In a presentation of market-research data this month, the company also cited data by Nielsen Media Research that said children in that age range watch an average of 23 hours and 3 minutes of television per week, up from 21 hours and 18 minutes in 1992.
The company gave the presentation—titled “The New Normal”—at a symposium in New York on children’s television for its advertisers, said Joanna Roses, a spokeswoman for Nickelodeon, which is owned by the media giant Viacom International Inc. The cable network gleaned the findings from 10 or so marketing studies, including several it had commissioned.
The compilation of data follows the release of a scholarly study this past summer finding that children who have TVs in their bedrooms score significantly lower on standardized tests than their peers who do not.

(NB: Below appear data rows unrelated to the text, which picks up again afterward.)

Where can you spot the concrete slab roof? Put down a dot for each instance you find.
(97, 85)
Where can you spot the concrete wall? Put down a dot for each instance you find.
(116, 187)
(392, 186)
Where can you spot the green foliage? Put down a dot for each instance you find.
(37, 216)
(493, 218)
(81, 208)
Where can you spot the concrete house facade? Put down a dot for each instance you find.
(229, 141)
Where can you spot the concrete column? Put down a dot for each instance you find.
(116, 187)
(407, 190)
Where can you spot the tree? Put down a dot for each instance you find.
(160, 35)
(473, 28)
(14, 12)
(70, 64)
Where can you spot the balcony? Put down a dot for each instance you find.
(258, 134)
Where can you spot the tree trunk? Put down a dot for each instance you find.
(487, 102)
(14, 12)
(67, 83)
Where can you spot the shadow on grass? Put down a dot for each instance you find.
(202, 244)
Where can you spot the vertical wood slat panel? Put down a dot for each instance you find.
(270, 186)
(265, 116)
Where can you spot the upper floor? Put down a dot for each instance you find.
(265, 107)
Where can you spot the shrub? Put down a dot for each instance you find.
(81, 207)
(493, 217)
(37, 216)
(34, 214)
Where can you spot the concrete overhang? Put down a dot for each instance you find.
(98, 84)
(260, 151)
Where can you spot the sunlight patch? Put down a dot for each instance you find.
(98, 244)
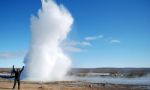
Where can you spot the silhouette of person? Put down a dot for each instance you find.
(17, 74)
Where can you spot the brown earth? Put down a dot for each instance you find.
(67, 85)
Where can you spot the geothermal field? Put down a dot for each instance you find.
(82, 79)
(48, 67)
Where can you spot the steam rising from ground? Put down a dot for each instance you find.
(45, 59)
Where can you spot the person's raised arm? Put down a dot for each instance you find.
(22, 69)
(13, 70)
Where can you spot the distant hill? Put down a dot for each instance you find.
(109, 70)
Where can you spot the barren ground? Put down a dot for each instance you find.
(67, 85)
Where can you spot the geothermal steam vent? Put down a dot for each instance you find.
(45, 59)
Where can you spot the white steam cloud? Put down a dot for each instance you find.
(45, 60)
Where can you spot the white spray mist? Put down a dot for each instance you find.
(45, 60)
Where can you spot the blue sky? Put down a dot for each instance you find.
(105, 33)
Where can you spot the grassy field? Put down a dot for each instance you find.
(67, 85)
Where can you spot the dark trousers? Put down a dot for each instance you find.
(15, 81)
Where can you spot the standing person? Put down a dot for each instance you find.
(17, 76)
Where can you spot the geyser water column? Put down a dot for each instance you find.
(45, 59)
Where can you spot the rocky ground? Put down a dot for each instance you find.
(68, 85)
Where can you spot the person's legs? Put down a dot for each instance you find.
(18, 84)
(14, 83)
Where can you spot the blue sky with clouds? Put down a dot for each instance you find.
(105, 33)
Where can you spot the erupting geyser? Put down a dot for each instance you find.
(45, 59)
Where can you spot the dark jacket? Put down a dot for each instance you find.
(17, 73)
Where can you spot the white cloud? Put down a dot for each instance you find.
(73, 49)
(85, 43)
(11, 55)
(115, 41)
(75, 46)
(91, 38)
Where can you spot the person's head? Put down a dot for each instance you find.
(18, 69)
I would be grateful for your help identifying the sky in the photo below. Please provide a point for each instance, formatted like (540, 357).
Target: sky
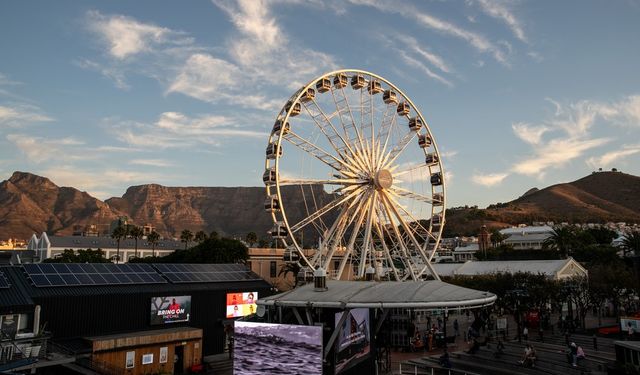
(517, 93)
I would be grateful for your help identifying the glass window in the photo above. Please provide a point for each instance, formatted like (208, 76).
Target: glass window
(273, 268)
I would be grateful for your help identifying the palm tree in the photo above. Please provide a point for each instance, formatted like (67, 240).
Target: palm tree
(562, 239)
(201, 236)
(631, 242)
(136, 233)
(154, 239)
(186, 236)
(118, 234)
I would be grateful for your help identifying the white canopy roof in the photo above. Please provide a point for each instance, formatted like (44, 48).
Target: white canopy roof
(387, 294)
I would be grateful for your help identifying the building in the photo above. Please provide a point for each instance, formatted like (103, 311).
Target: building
(138, 318)
(527, 237)
(50, 246)
(556, 269)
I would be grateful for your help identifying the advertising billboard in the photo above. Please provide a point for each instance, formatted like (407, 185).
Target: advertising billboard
(170, 309)
(354, 341)
(265, 348)
(241, 304)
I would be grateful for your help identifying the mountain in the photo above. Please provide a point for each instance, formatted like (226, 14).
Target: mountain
(33, 204)
(597, 198)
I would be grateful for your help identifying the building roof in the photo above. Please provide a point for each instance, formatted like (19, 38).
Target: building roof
(80, 242)
(386, 294)
(555, 268)
(22, 291)
(527, 229)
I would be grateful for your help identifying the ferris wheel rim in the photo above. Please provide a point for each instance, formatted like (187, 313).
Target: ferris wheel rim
(284, 115)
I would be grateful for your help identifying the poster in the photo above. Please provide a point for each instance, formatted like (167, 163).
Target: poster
(241, 304)
(353, 338)
(130, 361)
(170, 309)
(164, 353)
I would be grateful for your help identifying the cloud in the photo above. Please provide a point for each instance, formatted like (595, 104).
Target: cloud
(426, 20)
(489, 180)
(22, 114)
(40, 150)
(177, 130)
(152, 162)
(498, 10)
(127, 37)
(528, 133)
(607, 159)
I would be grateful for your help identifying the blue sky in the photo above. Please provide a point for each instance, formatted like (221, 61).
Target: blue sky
(518, 94)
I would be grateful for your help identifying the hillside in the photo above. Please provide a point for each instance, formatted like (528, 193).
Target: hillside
(598, 198)
(33, 204)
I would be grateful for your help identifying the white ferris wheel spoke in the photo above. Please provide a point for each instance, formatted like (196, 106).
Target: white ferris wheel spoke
(316, 215)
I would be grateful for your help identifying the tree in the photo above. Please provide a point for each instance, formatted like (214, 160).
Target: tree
(252, 238)
(118, 234)
(186, 236)
(136, 233)
(154, 239)
(631, 242)
(562, 239)
(200, 236)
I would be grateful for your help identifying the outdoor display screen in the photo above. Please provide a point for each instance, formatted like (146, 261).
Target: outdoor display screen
(170, 309)
(265, 348)
(353, 338)
(241, 304)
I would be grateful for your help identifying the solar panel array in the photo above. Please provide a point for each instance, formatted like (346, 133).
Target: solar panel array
(75, 274)
(205, 273)
(4, 283)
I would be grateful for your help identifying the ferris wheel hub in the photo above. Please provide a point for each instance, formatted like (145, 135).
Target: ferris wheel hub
(383, 179)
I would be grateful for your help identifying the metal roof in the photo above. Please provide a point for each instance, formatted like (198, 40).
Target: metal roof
(387, 294)
(550, 267)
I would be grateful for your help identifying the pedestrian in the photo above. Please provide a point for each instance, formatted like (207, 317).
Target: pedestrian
(540, 333)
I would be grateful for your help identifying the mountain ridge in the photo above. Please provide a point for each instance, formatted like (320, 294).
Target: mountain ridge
(32, 204)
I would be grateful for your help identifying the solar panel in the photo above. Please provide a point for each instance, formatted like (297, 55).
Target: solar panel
(73, 274)
(4, 283)
(205, 273)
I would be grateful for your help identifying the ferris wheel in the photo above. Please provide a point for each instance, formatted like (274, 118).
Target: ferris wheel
(354, 179)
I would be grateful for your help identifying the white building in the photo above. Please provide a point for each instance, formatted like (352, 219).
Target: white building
(529, 237)
(51, 246)
(557, 269)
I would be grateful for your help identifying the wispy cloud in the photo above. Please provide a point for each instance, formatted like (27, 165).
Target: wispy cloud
(428, 21)
(489, 180)
(126, 37)
(40, 150)
(153, 162)
(22, 114)
(500, 11)
(177, 130)
(607, 159)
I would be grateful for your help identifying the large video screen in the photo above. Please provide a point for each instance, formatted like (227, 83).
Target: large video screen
(171, 309)
(241, 304)
(353, 338)
(265, 348)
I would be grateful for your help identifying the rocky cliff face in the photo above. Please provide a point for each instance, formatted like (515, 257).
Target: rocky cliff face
(33, 204)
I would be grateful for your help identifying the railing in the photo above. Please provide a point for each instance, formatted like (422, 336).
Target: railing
(430, 370)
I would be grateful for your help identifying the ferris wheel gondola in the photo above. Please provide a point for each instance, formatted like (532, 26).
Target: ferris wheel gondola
(367, 170)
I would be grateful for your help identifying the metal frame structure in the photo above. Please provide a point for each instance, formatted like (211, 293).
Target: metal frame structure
(378, 159)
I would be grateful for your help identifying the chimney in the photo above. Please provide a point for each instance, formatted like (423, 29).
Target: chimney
(320, 280)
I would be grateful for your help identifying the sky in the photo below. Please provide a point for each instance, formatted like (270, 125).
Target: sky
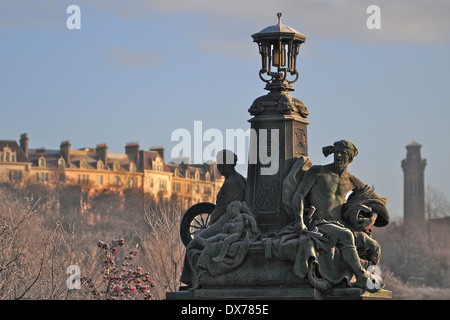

That difference persists regardless of the time both sets of students spend on homework, said Dr. Thomas Robinson, a co-author of a study on 3rd graders’ use of media published in the July issue of the Archives of Pediatric and Adolescent Medicine. He is also the director of the Center for Healthy Weight at the Lucile Packard Children’s Hospital at Stanford University.
He and Dina Borzekowski, the study’s other co-author and an assistant professor in the school of public health at Johns Hopkins University in Baltimore, surveyed 350 3rd graders at six public elementary schools. Students with TVs in their bedrooms scored 7 to 9 points lower on mathematics, reading, and language arts tests than their classmates without TVs there, says the study, “The Remote, the Mouse, and the No. 2 Pencil: The Household Media Environment and Academic Achievement Among Third Grade Students.”
“This study doesn’t prove that putting a television in your child’s bedroom will decrease his or her test scores, but it does add to the increasing evidence that it’s not a good idea,” Dr. Robinson said.